A simple rule of thumb:

  • Temperature is for style.
  • Effort is for substance.

If you find yourself wanting both — for example, a creative writing assistant that also needs to follow complex constraints — pick a reasoning model with medium-to-high effort. You won't be able to set temperature on it, but the model's own randomness is usually enough for natural-sounding text.

Quick decision guide

  1. Is this a conversational, creative, or stylistic task? → Use a general-purpose model and tune temperature.
  2. Is this a logic, analysis, math, or coding task? → Use a reasoning model and tune effort.
  3. Not sure? → Start with the default model and default settings. Adjust only if the output is consistently too random, too bland, too shallow, or too slow.

Prompt

A prompt is the input or instructions given to the LLM to guide its response. It sets the context for the chatbot. Prompts can be as simple as a user question or as detailed as a conversation framework or role-play setup.

Example:

You are a helpful assistant. Answer questions clearly and concisely.

Tokens

Tokens are the building blocks of text that the LLM processes. A token might be a word, a part of a word, or even just punctuation.

Example:

The sentence "Chatbots are cool." is broken into 4 tokens: Chatbots | are | cool | .

Tokens are important because they determine the cost and the processing complexity of an LLM's response.


Max Token Limit

The max token limit is the maximum number of tokens the LLM can handle in a single interaction, including both the input (prompt) and output (response).

Example:

If the max token limit is 4096 tokens: - A long prompt with 2000 tokens leaves 2096 tokens available for the response.

Understanding the token limit helps you create effective prompts without truncating responses.

For reasoning models, note that the model's internal thinking tokens count toward your max output token budget.
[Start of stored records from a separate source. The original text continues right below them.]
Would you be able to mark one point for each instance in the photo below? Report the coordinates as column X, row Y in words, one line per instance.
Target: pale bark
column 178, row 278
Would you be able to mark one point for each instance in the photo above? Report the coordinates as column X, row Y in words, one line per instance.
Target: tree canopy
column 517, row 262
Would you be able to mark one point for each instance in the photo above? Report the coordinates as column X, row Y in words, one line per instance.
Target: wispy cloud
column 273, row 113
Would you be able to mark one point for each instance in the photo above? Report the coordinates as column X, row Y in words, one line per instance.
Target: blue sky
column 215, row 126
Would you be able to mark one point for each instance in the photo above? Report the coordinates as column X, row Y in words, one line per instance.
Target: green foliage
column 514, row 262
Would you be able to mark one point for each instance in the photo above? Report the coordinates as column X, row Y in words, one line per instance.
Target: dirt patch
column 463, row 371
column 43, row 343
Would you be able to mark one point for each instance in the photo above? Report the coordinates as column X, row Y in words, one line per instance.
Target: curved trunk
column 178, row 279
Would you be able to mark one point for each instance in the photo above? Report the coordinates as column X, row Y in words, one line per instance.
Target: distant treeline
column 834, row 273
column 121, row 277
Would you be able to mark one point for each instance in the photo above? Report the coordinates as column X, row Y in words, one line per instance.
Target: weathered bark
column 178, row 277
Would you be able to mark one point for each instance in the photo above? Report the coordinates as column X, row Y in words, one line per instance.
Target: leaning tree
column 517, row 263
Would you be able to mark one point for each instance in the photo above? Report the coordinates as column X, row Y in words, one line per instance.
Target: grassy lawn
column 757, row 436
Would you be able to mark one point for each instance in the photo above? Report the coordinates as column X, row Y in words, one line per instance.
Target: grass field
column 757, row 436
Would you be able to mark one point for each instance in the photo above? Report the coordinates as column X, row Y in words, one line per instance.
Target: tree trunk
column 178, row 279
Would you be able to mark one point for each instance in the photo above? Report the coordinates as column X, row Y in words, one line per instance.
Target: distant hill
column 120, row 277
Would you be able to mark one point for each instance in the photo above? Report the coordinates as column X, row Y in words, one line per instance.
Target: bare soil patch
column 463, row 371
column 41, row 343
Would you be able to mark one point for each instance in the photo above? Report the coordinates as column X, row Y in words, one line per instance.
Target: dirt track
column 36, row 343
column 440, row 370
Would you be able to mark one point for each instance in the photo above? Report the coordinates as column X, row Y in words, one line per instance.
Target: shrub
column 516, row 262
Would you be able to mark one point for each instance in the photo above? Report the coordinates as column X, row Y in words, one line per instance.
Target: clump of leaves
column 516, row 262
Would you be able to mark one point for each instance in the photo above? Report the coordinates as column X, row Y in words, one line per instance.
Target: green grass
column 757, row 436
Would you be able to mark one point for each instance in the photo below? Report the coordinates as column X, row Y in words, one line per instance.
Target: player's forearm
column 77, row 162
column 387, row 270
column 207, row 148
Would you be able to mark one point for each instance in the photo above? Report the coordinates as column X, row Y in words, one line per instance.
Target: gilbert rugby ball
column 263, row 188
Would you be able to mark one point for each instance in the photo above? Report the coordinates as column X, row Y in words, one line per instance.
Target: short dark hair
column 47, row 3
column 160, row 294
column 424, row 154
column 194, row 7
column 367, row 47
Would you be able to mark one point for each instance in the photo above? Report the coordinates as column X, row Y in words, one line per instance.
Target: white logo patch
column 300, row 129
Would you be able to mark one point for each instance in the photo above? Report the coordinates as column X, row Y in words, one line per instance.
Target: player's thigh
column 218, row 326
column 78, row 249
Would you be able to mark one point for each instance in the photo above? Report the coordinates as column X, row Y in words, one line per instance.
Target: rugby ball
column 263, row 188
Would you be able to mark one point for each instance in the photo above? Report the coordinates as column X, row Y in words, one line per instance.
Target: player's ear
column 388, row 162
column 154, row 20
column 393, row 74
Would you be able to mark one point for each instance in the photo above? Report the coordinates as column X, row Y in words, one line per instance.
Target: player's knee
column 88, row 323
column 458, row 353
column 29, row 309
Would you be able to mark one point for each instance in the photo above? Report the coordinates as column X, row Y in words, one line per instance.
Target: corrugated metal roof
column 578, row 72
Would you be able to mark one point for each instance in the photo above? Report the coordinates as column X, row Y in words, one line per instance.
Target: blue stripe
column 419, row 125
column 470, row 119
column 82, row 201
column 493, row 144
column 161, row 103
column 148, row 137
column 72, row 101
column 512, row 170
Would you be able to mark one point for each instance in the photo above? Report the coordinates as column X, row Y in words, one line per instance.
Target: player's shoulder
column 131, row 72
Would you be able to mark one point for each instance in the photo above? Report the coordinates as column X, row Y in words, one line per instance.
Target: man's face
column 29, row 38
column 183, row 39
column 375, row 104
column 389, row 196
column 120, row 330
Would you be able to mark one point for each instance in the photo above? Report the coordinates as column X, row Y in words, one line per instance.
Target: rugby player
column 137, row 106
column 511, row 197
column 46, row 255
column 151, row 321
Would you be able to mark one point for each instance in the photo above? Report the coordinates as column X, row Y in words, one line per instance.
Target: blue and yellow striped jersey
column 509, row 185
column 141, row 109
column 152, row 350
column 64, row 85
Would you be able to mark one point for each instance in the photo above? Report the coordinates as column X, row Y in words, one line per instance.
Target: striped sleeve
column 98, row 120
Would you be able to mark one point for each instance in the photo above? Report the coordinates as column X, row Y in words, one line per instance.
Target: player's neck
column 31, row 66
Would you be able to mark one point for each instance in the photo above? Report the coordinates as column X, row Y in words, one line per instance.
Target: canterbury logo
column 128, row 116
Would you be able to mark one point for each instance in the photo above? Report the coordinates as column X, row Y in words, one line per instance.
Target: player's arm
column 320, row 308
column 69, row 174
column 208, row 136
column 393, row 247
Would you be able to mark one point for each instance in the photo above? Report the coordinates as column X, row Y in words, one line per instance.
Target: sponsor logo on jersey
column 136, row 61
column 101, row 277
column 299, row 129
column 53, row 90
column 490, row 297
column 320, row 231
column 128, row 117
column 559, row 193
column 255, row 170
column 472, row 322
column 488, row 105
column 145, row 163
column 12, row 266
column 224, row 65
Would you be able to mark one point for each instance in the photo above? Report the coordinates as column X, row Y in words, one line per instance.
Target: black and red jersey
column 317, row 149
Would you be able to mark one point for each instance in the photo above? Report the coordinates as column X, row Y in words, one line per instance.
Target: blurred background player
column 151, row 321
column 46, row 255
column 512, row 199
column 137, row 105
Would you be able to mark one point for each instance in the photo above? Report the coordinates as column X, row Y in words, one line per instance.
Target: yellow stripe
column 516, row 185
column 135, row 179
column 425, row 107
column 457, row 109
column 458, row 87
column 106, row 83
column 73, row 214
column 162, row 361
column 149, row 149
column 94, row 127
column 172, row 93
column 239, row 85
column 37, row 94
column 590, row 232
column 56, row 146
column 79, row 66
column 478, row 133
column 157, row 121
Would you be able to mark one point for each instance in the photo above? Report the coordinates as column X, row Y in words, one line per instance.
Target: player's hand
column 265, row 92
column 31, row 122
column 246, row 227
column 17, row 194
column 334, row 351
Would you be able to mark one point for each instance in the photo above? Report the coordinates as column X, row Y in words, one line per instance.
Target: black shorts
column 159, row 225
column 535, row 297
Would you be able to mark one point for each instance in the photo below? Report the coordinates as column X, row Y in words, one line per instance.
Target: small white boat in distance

If you set effort to high or max on a complex task and set the max output low, the model may run out of room before it produces a visible answer. If you see truncated or empty responses from a high-effort run, raise the max output token limit.


Model Lifecycle and Deprecation

AI providers regularly update their model offerings, which means models available on Open Chat Studio may occasionally be deprecated or removed over time.

  • Deprecation: If a model you are using is deprecated, you will receive an in-app notification recommending that you switch to a replacement model. Your chatbots and pipelines continue to work during this period, but you should update your configuration at your earliest convenience.
  • Removal: If a model is fully removed from the platform, Open Chat Studio automatically removes all references in your chatbots and pipelines. Where there is a clear replacement model, Open Chat Studio will migrate usages of the old model to the recommended replacement model. You will receive an in-app notification confirming that the removal or migration has taken place.

No manual action is required when a model is removed — the platform handles the transition for you.